Agriculture crisis: retailers call on EU governments to support structural reform instead of gesture politics. Ahead of the informal meeting of agriculture ministers in Bratislava on 11-13 September, EuroCommerce Director-General Christian Verschueren called on ministers to help structural reform to create a sustainable agriculture sector rather than resort to empty policy gestures:
“We know that agriculture is going through a very difficult period, and retailers have sought to give farmers real help. We need a diverse, healthy and competitive farming sector able, now and in the future, to provide Europe’s 500 million consumers with the varied, quality food they need and want. Europe’s leaders will do hard-working farmers a real disservice if they focus on legislative gestures rather than helping them address the structural problems they face”, Verschueren said.
Writing to Agriculture Council President Gabriele Matečná, EuroCommerce underlines that retailers recognise agriculture as an important part of the food supply chain, and that throughout the agriculture crisis, they have shown solidarity with farmers. EuroCommerce draws ministers’ attention to the key facts underlying the problems facing farming. The current crisis arises from short-term and structural issues.
Retailers have few direct contracts with farmers, and their ability to influence the market remains limited. What retailers have on their shelves has normally undergone one or more stages of processing, and the primary agricultural product in them only represents a small portion of the final cost. An example of the wrong focus of the debate is in the retail price of liquid milk: this represents less than 20% of total milk production, the remaining 80% going to processing, exports and catering.
In its letter, EuroCommerce calls on EU governments to develop concrete policies that address these structural issues, help agriculture to become better organised, more responsive to market signals and to consumer demand.
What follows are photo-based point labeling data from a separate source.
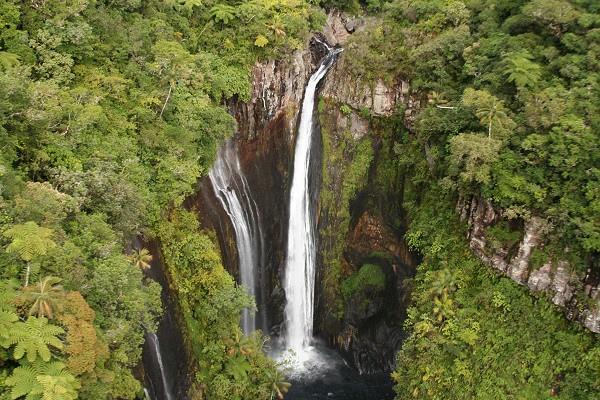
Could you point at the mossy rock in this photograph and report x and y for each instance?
(369, 278)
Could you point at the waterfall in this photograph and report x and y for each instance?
(300, 258)
(231, 188)
(155, 348)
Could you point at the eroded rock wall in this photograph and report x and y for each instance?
(578, 294)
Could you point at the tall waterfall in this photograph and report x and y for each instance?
(231, 188)
(155, 348)
(300, 259)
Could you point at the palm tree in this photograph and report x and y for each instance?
(41, 380)
(492, 112)
(34, 337)
(277, 27)
(46, 297)
(438, 100)
(275, 383)
(140, 258)
(222, 12)
(29, 240)
(521, 70)
(444, 307)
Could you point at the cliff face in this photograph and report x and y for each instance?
(354, 226)
(578, 295)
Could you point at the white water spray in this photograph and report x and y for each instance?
(231, 188)
(155, 349)
(300, 259)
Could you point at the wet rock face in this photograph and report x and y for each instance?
(372, 325)
(558, 277)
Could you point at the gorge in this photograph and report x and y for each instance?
(187, 192)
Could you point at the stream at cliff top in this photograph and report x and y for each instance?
(318, 372)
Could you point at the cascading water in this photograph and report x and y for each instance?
(155, 348)
(300, 259)
(231, 188)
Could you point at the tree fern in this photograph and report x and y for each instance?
(8, 315)
(34, 337)
(42, 380)
(29, 240)
(45, 297)
(140, 258)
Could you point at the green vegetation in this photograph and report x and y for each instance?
(345, 171)
(369, 277)
(509, 107)
(110, 111)
(509, 114)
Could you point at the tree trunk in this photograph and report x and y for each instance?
(27, 274)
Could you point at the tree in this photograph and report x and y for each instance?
(41, 380)
(83, 346)
(46, 296)
(492, 112)
(29, 240)
(222, 12)
(8, 314)
(488, 108)
(275, 382)
(443, 307)
(140, 258)
(277, 27)
(521, 70)
(35, 337)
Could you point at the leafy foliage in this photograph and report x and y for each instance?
(43, 380)
(29, 240)
(46, 297)
(35, 337)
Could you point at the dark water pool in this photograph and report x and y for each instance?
(321, 374)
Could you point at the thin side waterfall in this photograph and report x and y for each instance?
(231, 188)
(300, 258)
(155, 348)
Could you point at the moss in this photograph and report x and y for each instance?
(369, 278)
(345, 170)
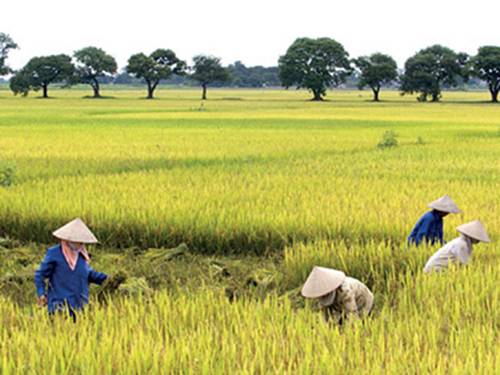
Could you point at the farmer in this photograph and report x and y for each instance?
(429, 227)
(339, 296)
(460, 249)
(67, 270)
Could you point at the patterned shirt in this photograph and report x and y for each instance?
(457, 251)
(353, 298)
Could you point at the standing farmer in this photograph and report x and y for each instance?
(460, 249)
(429, 227)
(67, 270)
(339, 296)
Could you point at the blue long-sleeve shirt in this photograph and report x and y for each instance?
(65, 286)
(429, 228)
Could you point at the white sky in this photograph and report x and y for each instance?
(256, 32)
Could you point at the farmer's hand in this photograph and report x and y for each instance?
(42, 301)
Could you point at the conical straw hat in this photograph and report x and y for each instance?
(475, 230)
(321, 281)
(445, 204)
(75, 231)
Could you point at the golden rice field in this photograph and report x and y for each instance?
(263, 173)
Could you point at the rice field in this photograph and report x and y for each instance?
(257, 173)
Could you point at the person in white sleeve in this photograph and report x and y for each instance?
(458, 250)
(339, 296)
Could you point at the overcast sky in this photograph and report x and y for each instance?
(256, 32)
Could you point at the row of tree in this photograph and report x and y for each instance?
(318, 64)
(314, 64)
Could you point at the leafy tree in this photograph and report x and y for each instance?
(315, 64)
(207, 70)
(92, 64)
(6, 44)
(376, 70)
(161, 64)
(486, 66)
(429, 69)
(40, 72)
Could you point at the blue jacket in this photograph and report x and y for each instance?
(65, 286)
(429, 228)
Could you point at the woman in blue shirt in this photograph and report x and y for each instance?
(67, 270)
(429, 228)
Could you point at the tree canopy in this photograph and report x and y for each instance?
(375, 71)
(40, 72)
(161, 64)
(486, 66)
(92, 64)
(315, 64)
(429, 69)
(6, 44)
(207, 70)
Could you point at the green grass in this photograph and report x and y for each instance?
(253, 174)
(262, 185)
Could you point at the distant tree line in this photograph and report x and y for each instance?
(313, 64)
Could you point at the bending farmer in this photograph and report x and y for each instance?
(339, 296)
(460, 249)
(67, 270)
(429, 227)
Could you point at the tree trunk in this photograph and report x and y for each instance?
(494, 93)
(317, 95)
(95, 87)
(204, 92)
(151, 90)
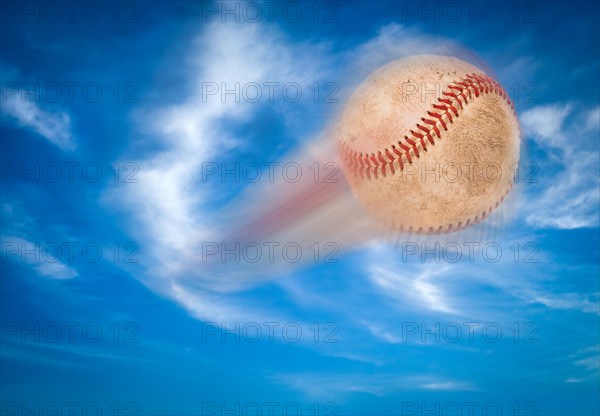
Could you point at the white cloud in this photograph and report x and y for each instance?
(53, 126)
(311, 384)
(569, 196)
(167, 208)
(21, 250)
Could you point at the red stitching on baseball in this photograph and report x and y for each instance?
(442, 113)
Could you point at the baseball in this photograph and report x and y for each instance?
(429, 144)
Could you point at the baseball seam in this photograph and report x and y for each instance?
(440, 115)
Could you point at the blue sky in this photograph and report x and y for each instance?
(145, 314)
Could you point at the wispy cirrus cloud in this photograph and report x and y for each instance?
(26, 252)
(569, 194)
(54, 126)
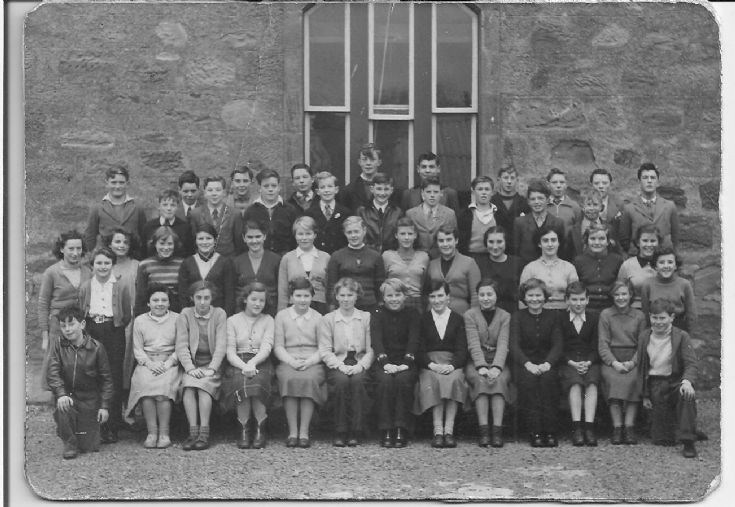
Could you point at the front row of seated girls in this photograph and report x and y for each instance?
(445, 361)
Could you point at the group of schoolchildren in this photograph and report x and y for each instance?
(370, 299)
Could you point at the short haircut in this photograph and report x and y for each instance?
(304, 222)
(648, 166)
(267, 173)
(436, 284)
(206, 227)
(159, 287)
(169, 194)
(214, 179)
(133, 240)
(487, 282)
(369, 150)
(61, 240)
(382, 179)
(495, 229)
(347, 283)
(431, 180)
(650, 229)
(300, 283)
(538, 186)
(482, 179)
(72, 312)
(429, 157)
(188, 177)
(553, 172)
(241, 169)
(622, 283)
(103, 250)
(532, 283)
(117, 168)
(353, 220)
(576, 287)
(393, 283)
(665, 250)
(249, 289)
(302, 166)
(601, 171)
(324, 175)
(662, 305)
(163, 232)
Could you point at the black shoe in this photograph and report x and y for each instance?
(484, 435)
(537, 440)
(339, 440)
(577, 436)
(689, 451)
(496, 436)
(387, 440)
(617, 436)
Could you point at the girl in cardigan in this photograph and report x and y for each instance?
(488, 329)
(442, 355)
(619, 329)
(60, 287)
(201, 342)
(536, 345)
(345, 348)
(107, 306)
(300, 373)
(157, 378)
(668, 285)
(247, 382)
(162, 268)
(395, 339)
(305, 261)
(207, 264)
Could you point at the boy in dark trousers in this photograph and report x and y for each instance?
(79, 377)
(381, 217)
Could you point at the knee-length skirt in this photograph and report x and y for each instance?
(434, 387)
(144, 383)
(236, 386)
(308, 383)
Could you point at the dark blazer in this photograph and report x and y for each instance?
(329, 234)
(180, 226)
(683, 357)
(455, 340)
(221, 275)
(381, 231)
(580, 346)
(225, 234)
(523, 229)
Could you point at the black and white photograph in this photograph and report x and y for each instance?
(373, 250)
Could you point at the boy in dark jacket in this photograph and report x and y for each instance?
(80, 379)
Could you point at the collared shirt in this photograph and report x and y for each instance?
(441, 322)
(100, 300)
(578, 319)
(349, 326)
(307, 258)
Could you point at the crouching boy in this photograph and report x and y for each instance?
(80, 379)
(669, 370)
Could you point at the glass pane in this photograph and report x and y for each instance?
(391, 47)
(327, 143)
(454, 147)
(327, 55)
(453, 56)
(391, 137)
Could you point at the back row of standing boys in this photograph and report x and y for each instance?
(336, 253)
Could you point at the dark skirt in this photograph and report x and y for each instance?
(568, 376)
(236, 386)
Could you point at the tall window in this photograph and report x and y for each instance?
(401, 75)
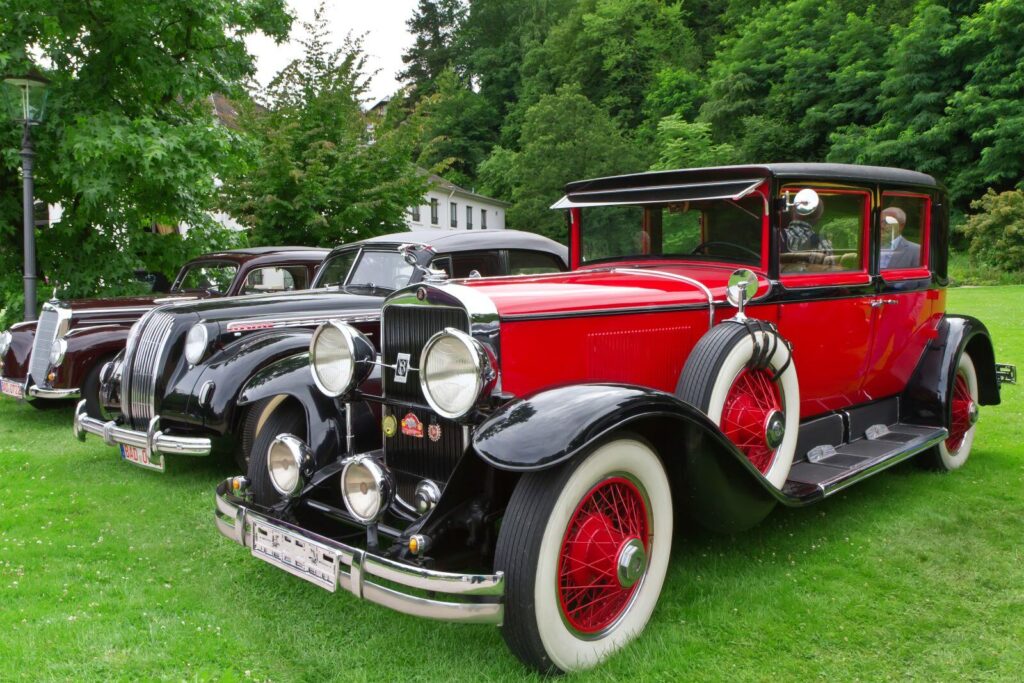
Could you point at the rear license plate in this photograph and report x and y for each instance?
(11, 389)
(306, 559)
(140, 457)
Europe needs a culture of dialogue among sectors and operators, and EuroCommerce asks governments to support the Supply Chain Initiative and other self-regulatory instruments. These act to make fair trading practice the norm and encourage operators to resolve their disputes rather than break business relationships.
Christian Verschueren added: “Presenting regulation of trading practices and other aspects of the supply chain at EU level as the remedy to farmers’ problems is simply misleading. It lets down farmers facing real problems caused by completely different factors. These often-heard demands will do nothing to help them, and will simply penalise consumers through higher prices, reduced choice and innovation”.
EuroCommerce’s recommendations on how to address the agriculture crisis and create a sustainable and competitive food supply chain, while maintaining the single market for agricultural goods, are set out in a paper addressed to the EU Agriculture Markets Task Force.